VS: I ski at Bridger Bowl and Big Sky resort, in Montana, and in the surrounding backcountry. At Bridger you had to reserve a day to go skiing, which kept the mountain at a nice capacity actually. But we were still allowed to go into the backcountry. Although no carpooling meant a lot more cars, which is of course horrible for the climate but that seemed like the only deterrent.

AM: What’s your favourite skiing around there?

VS: At Bridger I like to hike up onto the ridge. There’s a lot of unmarked terrain so you have to know where you’re going as you could easily get cliffed out. There’s a bit more of this slackcountry vibe. Big Sky is just massive so I’m still learning the terrain there. I really love skiing off of Lone Peak and some of the steeper stuff off of Challenger, and the A-Z Chutes and Dictator Chutes. There are a lot of different options, big mountain feel, with steep, exposed skiing.

AM: You’ve accomplished some serious firsts, including the first 720 spin by an adaptive skier, the first independent adaptive ascent of several summits, the first independent adaptive ascent and descent on skis of several others, now Denali and Mount Moran too. Is that something you’ve been aiming for or has that just happened naturally?

VS: It’s really come about naturally. Most things I touch happen to be firsts because a lot of disabled folks haven’t gotten this kind of access. I say ‘firsts’ as a kind of hook for people to understand that when disabled folks are provided resources we can do these things. We have a lot of power as disabled people, as long as we are supported in the ways that we want to be. That goes for anyone really. Support and grit combined can bring you to these metaphorical summits, these metaphorical firsts.

AM: Have you found yourself reaching a limit and drawing your line in the snow when it comes to risk?

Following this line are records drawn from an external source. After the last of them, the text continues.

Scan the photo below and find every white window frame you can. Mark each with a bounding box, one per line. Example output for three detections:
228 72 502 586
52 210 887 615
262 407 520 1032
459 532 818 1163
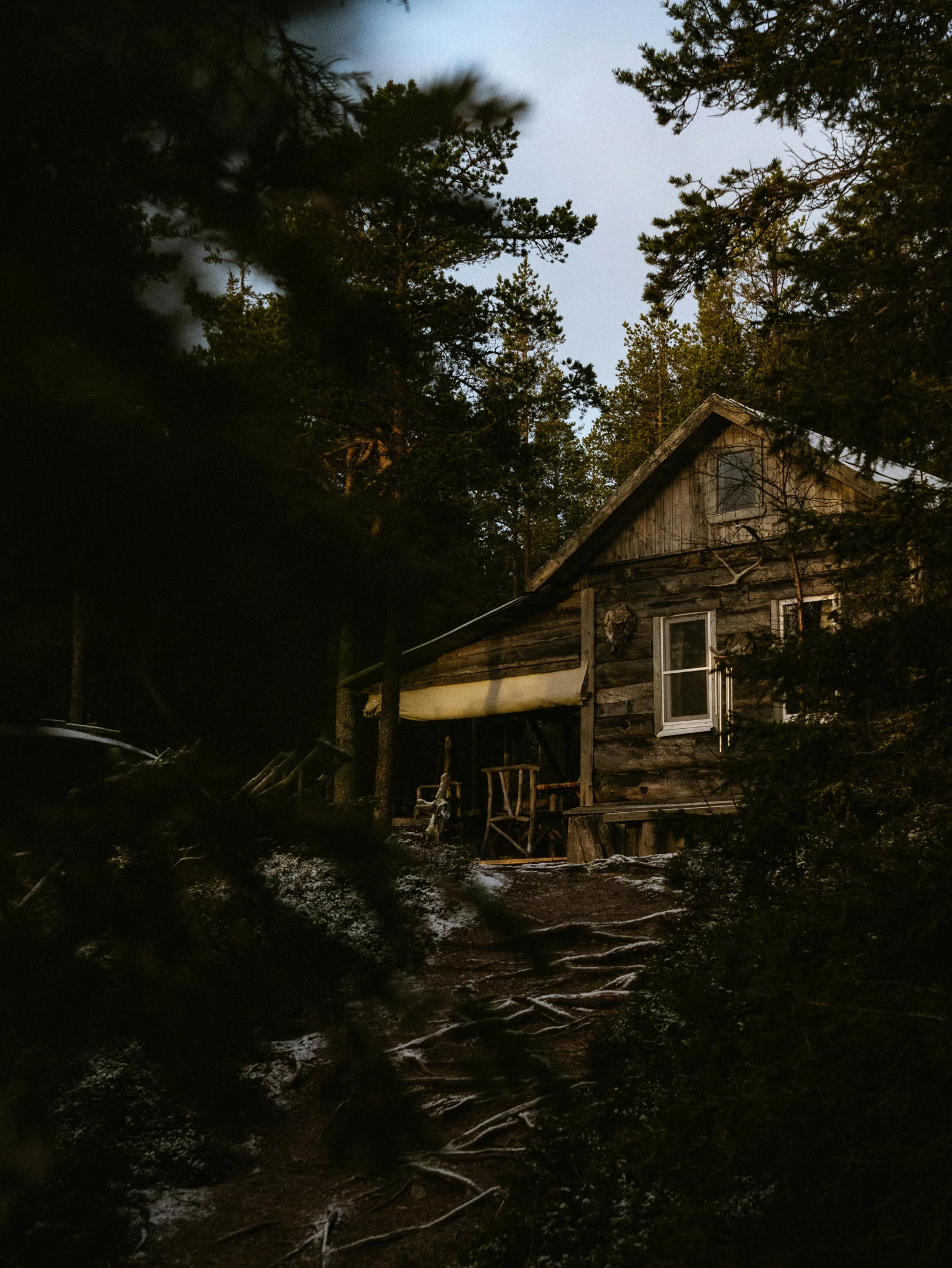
653 609 717 736
771 594 839 721
708 437 764 524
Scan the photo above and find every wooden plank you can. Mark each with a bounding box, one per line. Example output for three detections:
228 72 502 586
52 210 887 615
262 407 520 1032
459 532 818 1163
578 586 596 805
595 682 653 705
403 655 579 691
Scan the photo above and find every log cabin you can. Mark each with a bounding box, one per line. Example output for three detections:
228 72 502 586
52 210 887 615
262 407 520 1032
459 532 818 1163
347 396 933 861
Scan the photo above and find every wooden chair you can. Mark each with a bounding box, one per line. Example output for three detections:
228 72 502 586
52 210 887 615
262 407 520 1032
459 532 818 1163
483 765 539 859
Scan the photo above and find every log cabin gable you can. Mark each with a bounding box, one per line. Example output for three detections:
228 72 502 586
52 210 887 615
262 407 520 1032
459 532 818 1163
528 396 872 591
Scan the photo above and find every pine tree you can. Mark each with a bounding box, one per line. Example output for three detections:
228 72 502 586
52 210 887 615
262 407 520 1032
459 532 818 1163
586 312 702 495
477 258 598 597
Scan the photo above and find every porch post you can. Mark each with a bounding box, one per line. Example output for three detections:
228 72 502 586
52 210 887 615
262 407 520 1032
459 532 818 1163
578 586 595 805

VS: I’m still trying to find that. I hope I don’t find that in an aggressive way, like getting stuck in avalanche. I try to be really conservative when it comes to backcountry travel and choose my lines very particularly. With my ski ability I can pretty much ski anything up to 55 degrees, so it’s outside factors that I still have control over to watch – decision making or knowing whether or not to go into the mountains that day. I try to be as conservative as possible.

AM: When you’re approaching a big mountain mission, like Denali, what’s your preparation process?

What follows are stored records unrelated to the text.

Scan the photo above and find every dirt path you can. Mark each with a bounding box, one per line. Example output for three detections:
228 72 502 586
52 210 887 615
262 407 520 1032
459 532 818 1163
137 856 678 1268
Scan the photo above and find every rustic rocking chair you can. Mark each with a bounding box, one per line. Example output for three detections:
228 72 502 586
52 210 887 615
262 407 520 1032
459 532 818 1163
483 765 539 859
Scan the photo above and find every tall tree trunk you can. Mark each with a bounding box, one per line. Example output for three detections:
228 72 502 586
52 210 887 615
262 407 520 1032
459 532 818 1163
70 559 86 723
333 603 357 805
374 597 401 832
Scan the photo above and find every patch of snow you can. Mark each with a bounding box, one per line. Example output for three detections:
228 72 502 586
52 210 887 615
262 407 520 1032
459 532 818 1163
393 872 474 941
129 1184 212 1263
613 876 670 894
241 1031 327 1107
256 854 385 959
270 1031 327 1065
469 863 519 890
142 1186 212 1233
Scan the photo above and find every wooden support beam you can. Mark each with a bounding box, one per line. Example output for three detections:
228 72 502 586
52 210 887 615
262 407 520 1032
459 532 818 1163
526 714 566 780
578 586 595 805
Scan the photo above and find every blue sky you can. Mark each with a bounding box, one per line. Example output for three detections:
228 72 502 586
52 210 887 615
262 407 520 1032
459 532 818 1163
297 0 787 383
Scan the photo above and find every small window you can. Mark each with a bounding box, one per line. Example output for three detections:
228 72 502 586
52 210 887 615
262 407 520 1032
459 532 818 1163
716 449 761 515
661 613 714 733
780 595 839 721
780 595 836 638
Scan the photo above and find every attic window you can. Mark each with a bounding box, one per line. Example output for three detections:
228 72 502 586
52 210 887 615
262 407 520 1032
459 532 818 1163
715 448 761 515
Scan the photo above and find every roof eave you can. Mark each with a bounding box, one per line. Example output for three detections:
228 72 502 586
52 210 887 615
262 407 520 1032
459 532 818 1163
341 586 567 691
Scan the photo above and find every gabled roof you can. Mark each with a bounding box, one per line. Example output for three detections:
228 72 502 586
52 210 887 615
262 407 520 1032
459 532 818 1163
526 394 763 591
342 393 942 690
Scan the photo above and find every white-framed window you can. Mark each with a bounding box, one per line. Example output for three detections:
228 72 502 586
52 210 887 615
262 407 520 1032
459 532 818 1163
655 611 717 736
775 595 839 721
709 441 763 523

VS: A lot of it is physical training. I’m always training for nothing and something at the same time. I try to stay at this plateau of strength, endurance and ability – it helps for these more ambitious goals like Denali and Moran.

AM: What’s are your key pieces of gear for big backcountry days?

VS: I enjoy skiing on my Faction skis, the Agent 3.0. They’re not floppy whatsoever. I’ve skied on soft backcountry skis before and I just don’t like them anymore. These skis have this stiffness, but they’re lightweight, a great balance between two extremes. When touring, definitely Dynafit bindings and I have my beacon, shovel, probe, Garmin inReach, a med kit and a repair kit on me at all times.

            Obviously my outriggers, I can’t get into the backcountry without them. They are pretty much forearm crutches with little skis. I have snowshoe basket attachments that go on the bottom. I place both the outriggers in front of me and then skin and tech binding on my foot, and just kind of walk uphill slow and steady.

            I created the attachments for the outriggers myself. It’s a plastic piece that was once the extender of a snowshoe. I’ve been using it for about 10 years and a lot of other adaptive athletes have hit me up to see how that works and then used it themselves which is awesome. We’re basically creating a new sport that people might not have thought of before: adaptive backcountry skiing.

AM: What’s on the horizon? Do you have any goals for the future?

VS: I think I will fade out of being an athlete, I don’t know when but I know I’ll probably destroy my body within the next decade, so who knows! My idea is to keep celebrating and elevating the communities I’m a part of through the work I’m doing. Making sure I’m supporting them in the ways that they want to be supported. That’s my number one goal.

It’s never really about me, it’s about everyone. I’m trying to grow as a person, but also trying to grow as a community at the same time.